Que l’on considère la classe sociale subjective ou la catégorie socio-professionnelle telle que la définit l’INSEE, le premier tour de l’élection présidentielle creuse dans l’électorat des reliefs puissants.  Aussi, dans sa masse, le choix politique des Français n’est-il pas devenu un vote aérien, détaché de toutes contingences matérielles, suivant le souffle de la mode et du caprice individuel. Il n’est pas davantage celui d’un électeur-consommateur, dont l’apparition est pourtant annoncée depuis des décennies. Ou bien, si l’on tient à cette métaphore du consommateur, celui-ci a des choix très dépendants de son budget personnel.

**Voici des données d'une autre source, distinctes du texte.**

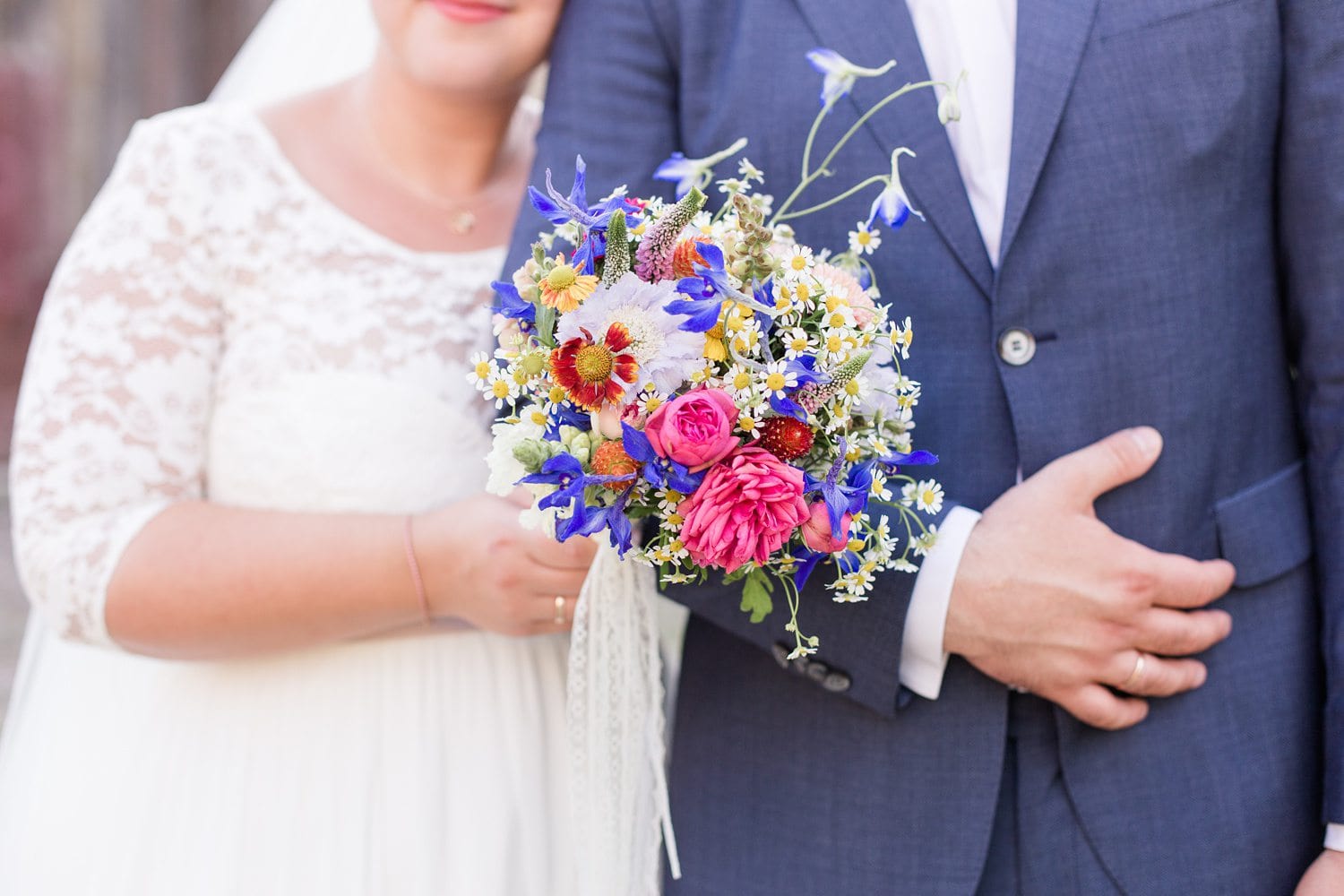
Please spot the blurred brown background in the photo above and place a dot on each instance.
(74, 75)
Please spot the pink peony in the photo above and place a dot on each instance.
(746, 509)
(694, 429)
(816, 530)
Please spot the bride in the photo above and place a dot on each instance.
(284, 642)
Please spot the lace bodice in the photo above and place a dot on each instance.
(218, 330)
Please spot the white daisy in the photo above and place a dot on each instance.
(863, 239)
(797, 263)
(927, 497)
(779, 379)
(502, 387)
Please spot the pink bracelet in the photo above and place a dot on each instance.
(416, 575)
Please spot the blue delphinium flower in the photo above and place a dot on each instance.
(916, 458)
(709, 288)
(840, 74)
(851, 497)
(704, 292)
(566, 473)
(892, 204)
(566, 414)
(694, 172)
(803, 371)
(591, 220)
(511, 304)
(596, 519)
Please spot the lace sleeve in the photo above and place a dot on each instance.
(116, 397)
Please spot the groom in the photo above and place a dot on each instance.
(1137, 222)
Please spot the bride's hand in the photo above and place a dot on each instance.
(481, 565)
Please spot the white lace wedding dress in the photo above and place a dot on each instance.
(220, 330)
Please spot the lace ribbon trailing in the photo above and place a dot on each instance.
(616, 732)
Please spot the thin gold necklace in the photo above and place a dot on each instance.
(461, 215)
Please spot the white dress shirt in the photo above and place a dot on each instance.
(980, 38)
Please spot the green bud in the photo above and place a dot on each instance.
(532, 454)
(617, 263)
(534, 363)
(581, 446)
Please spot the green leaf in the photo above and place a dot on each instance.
(755, 595)
(546, 325)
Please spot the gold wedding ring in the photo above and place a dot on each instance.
(1137, 673)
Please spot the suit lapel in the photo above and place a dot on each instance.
(1051, 35)
(868, 34)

La modernité électorale doit être cherchée ailleurs. La gauche et la droite sont de vieux massifs électoraux érodés par des décennies de pouvoir national ou local, au point que s’estompaient les saillances du vote anciennement liées au conflit du travail et du capital. Cette tendance est aujourd’hui inversée parle surgissement successif du vote pour Marine Le Pen et pour Emmanuel Macron, qui ensemble mobilisent plus de la moitié des intentions de vote de premier tour. En centrant leur projet sur deux visions antagonistes du rapport à la mondialisation, ils interpellent les électeurs sur leurs ressources pour s’y confronter. Ils proposent tous deux une offre idéologique nouvelle, également radicale, qui brise les compromis de la gauche comme de la droite autour du libéralisme économique et culturel. Ce faisant, ils réactivent le vote de classe. La seule surprise tient à ce que celui-ci, aujourd’hui, ressemble beaucoup à l’ancien.